Imagine it's early in the morning tomorrow, say, 5:00 a.m. Your name is Lisseth, and you live with your 4 children in a small house. You struggle to make ends meet. Your husband left last year to find work in another country. You haven't heard from him in 6 months. Your 2 year old is very sick. She's vomiting and seems to be running a high fever. You don't have electricity, running water, let alone baby Tylenol. You also don't have a telephone, a car, a motorcycle, a horse. The closest pharmacy is 90 kilometers away and the closest doctor is 60 kilometers away. The one bus that leaves your town left at 4 a.m. Your neighbors have as little as you do.
What do you do?
This is the situation facing the village of Mechapa. MINSA, the government-run Health Services office, just announced yesterday that they will be closing the only medical office in the area. It was small and the doctor came only 3 or 4 times a week, the roof leaked, bats lived in the bathroom, and supplies were limited. But it was something. A place to go when you just don't have anywhere else to turn.
We've helped mothers like Lisseth. We've distributed age-appropriate medicine, as well as bandages, vitamins, diapers, baby formula, and other over-the-counter medicines that we either bought or received as donations from friends and family. But even our supplies are running out, and we're not in a position to stock our office with all that is needed to help our neighbors.
When Doctor Amener was in town, his sleeping conditions were so bad at the medical office that we opened a cabana for him to sleep him. It had lights, a fan, a bathroom. It was cool at night and safe. He called it "cielo" - heaven. He received notice that his contract, which had been renewed for 15 years straight, was cancelled. He will soon be out of work in a country where it is difficult to find a job (like so many other countries) -- even for a trained doctor.
I'm not worried about our doctor friend, though. I'm worried about Lisseth and all of the other women like her. I'm also worried about the men who work in Mechapa. Many are fishermen and suffer a wide variety of bad cuts, scrapes and sprains that come with fishing from 4 pm until 6 am in the Pacific Ocean on an 18-foot panga. Many of the mothers in town don't have basic health and hygiene education for their children. Their little ones walk barefoot through mud filled with animal feces and play in water with green mold floating on it. In the past, humanitarian organizations (like CARE and USAid) came and worked with the families to help educate them about some of the precautions they could take to protect their health. We haven't seen a group since January 2008. Back then, we gave two of the nurses a cabana, as well, and told them that we would open our doors to their organization in the future.

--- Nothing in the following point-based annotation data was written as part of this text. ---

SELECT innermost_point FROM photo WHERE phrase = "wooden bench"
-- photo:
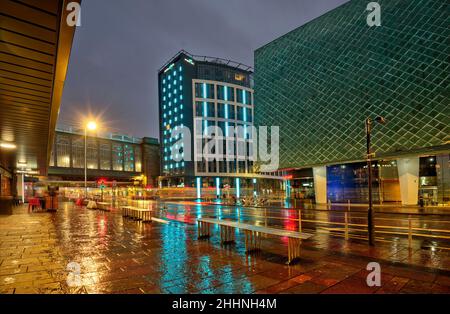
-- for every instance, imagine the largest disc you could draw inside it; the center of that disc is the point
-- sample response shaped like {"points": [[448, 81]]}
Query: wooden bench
{"points": [[103, 206], [143, 214], [252, 235]]}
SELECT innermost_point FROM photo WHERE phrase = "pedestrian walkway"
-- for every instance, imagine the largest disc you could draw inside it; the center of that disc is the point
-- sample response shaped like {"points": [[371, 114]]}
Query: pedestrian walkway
{"points": [[114, 255]]}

So much funding has been cut by foreign countries, including the U.S.'s Millennium Challenge Corporations dollars, and I fear that this closure is just the tip of the iceburg.
I'm not sure what can be done. To start something going, though, we've typed a letter to the Minister of Health at MINSA stressing the importance of keeping the medical office open. Our friend Colleen from Chicago helped in the editing of it. We've started a signature petition, too. If you have any ideas, please, PLEASE write me.
For now, I'm going to go to the MINSA office on Tuesday with the town administrator to drop off the letter. Then, I think I'll talk to a couple of the established foundations in Chinandega and see what I can scare up. Maybe you can help - make a suggestion and I'll follow through!